Last year, Asian shipowners paid 1.6 billion US dollars in insurance premiums mainly to London-based underwriters who have traditionally dominated the market. Japan accounted for the lion's share.
London, with Lloyd's as its cornerstone, has in recent years been facing intense competition from Scandinavian, French and American marine underwriters.
"In the past when there was no competition Lloyd's was the Lord Almightly. They dictated the terms," Chao told reporters.
"Competition is good in any industry. We in Asia should not rely on somebody else's facility. We should have something of our own."
He said Asian shipowners were working closely with the insurance sector to launch a regional market that would compete with Western underwriters.
The move comes at a time when the marine insurance industry appears to be heading for a downward cycle, reversing the trend in the mid-1990s when premium rates had peaked and loss ratios were at a record low, experts said.
A regional insurance facility can be launched within a year, Chao said, but "we are not going in within a year for the simple reason that the insurance market at the moment is very soft."

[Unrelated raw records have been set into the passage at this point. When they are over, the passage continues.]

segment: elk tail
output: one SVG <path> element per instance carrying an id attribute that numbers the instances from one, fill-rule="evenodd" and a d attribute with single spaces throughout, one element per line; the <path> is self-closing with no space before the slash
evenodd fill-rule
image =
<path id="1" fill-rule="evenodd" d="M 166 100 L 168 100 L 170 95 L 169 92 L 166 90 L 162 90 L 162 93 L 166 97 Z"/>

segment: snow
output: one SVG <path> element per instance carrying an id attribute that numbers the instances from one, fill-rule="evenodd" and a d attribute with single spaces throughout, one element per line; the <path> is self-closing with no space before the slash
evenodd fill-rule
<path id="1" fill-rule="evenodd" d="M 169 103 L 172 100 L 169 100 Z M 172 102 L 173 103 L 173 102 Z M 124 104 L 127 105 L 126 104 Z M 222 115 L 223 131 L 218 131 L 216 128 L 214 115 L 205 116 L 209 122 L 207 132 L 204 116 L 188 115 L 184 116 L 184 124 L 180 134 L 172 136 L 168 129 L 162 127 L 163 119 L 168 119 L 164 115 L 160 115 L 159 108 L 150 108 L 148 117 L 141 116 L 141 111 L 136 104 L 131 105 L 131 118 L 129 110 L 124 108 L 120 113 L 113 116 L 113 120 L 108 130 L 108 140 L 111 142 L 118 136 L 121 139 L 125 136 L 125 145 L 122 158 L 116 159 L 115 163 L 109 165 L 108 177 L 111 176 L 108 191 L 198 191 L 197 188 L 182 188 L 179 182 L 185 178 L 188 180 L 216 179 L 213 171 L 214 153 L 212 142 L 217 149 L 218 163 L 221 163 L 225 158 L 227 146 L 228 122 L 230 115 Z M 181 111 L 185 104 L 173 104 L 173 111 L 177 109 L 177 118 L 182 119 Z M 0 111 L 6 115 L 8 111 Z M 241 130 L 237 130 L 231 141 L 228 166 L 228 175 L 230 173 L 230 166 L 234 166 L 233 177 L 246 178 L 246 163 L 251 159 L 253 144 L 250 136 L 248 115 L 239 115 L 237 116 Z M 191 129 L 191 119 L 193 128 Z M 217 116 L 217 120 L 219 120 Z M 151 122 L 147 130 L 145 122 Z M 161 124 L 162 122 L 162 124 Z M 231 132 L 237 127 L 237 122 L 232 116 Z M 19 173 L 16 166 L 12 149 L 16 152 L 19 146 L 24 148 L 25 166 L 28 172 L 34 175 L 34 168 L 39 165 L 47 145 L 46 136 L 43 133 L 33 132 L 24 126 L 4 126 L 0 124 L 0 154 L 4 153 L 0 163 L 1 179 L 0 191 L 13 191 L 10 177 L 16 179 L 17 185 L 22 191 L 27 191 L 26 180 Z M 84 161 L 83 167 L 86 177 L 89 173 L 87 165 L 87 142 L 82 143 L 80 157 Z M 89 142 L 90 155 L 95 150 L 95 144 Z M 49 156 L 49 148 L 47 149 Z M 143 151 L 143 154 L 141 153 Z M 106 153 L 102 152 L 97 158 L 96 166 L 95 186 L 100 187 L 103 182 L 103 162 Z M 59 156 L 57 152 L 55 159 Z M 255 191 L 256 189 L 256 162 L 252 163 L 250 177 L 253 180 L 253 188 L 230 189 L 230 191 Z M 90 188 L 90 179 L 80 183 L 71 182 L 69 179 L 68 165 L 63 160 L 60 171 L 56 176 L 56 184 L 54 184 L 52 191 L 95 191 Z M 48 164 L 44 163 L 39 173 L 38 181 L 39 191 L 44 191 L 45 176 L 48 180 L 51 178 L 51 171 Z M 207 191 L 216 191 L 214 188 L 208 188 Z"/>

"An insurance company going in now would lose money and the Asian market would be short-lived," said Chao, who is chairman of the Hong Kong Shipowners Association.
"But we are gearing up and as soon as we see the right time, we move in," Chao added.
Asia has some of the world's busiest ports and most congested sea routes in addition to the perils posed by cyclones and typhoons, and ship losses are common in the region.
Insured sums have hit a peak. The insured sum of a new container vessel can easily exceed 100 million US dollars, and that of a liquefied natural gas carrier 300 million dollars, experts said.